I stood and hesitated, waiting for her to come around the desk to show me to Nightingale. I had a fleeting thought that I might say something nice to her. Tell her she had pretty eyes, or… something. Make her see I wasn’t the Ice Princess, make her see me.

She started packing up, dumping fingernail polish, her cell phone and other flotsam and jetsam into her big (really cool, I thought, but would never have the courage to say) Louis Vuitton bag. Therefore she wasn’t going to escort me to “Lee”.

Without looking at me, she said, “Through the door, I’ll buzz you in. His office is first on the right. Knock before goin’ in.”

There you go. I lost my chance to be nice.

So be it.

I walked across the room to the inner door. She buzzed as I took another deep breath, opened it and walked through.

* * * * *

“What can I do for you Ms. Townsend?” Liam Nightingale asked me.

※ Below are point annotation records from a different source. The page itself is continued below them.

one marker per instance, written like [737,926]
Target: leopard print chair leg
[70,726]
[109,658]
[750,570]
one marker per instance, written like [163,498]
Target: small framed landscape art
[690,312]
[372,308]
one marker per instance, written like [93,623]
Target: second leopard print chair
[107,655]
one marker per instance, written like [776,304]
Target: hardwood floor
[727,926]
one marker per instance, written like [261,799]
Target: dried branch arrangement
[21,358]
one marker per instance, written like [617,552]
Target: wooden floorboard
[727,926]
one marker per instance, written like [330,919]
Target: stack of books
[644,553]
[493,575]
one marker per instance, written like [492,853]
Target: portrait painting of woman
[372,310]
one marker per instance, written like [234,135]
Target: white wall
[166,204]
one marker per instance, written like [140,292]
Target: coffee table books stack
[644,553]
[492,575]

I was trying not to hyperventilate.

I was supposed to be meeting with Nightingale. Just Liam Nightingale.

I walked into the room and Hector was there, sitting on the side of the desk, one leg up, cowboy-booted foot dangling, one leg straight, cowboy-booted foot on the floor.

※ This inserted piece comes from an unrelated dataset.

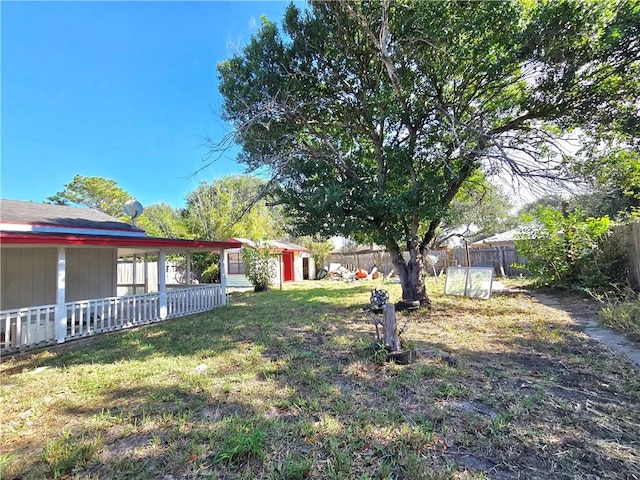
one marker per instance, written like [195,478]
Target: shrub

One sight of him and I nearly swooned (I’m not kidding). Thank God loads of practice stopped me from doing that.

I walked into the office and tried to think of some lesson my father taught me about people’s motivations. My only conclusion was that Nightingale was telling me where his loyalties lie. If I had some wild plan of vengeance against Hector to put into motion, Nightingale was having no part in it. There were going to be no secrets and nothing behind closed doors. Hector was going to be involved and would hear what I had to say and I had no choice in the matter.

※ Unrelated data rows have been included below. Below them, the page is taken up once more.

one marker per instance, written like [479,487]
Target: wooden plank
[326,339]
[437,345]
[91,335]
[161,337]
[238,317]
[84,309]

It took a good deal out of me but I just looked at Hector and slightly lifted my chin. At this, his eyes grew dark and if he could have curled his lip in disgust, I knew he would.

I had loads of practice at ignoring that kind of response too.

I shook Nightingale’s hand, he told me to call him Lee, I told him to call me Sadie then I sat in front of his desk and he sat behind it.

Then he’d asked what he could do for me, “Ms. Townsend”, even though I told him to call me Sadie.

My father would read a lot into that and I did too.

Lee was telling me this was a formal arrangement. Very formal.

I hated being called “Ms. Townsend” mainly because my father’s real name was “Tuttle’. It wasn’t a great name but it was real and didn’t sound like some stupid, made up name of a romance hero. But also because I never felt like “Ms. Townsend”. People had been calling me that since I was six (mostly servants, lackeys and henchmen).

I felt like I was Sadie. I had no idea who Sadie was but Sadie sounded, to me, like someone you’d want to know.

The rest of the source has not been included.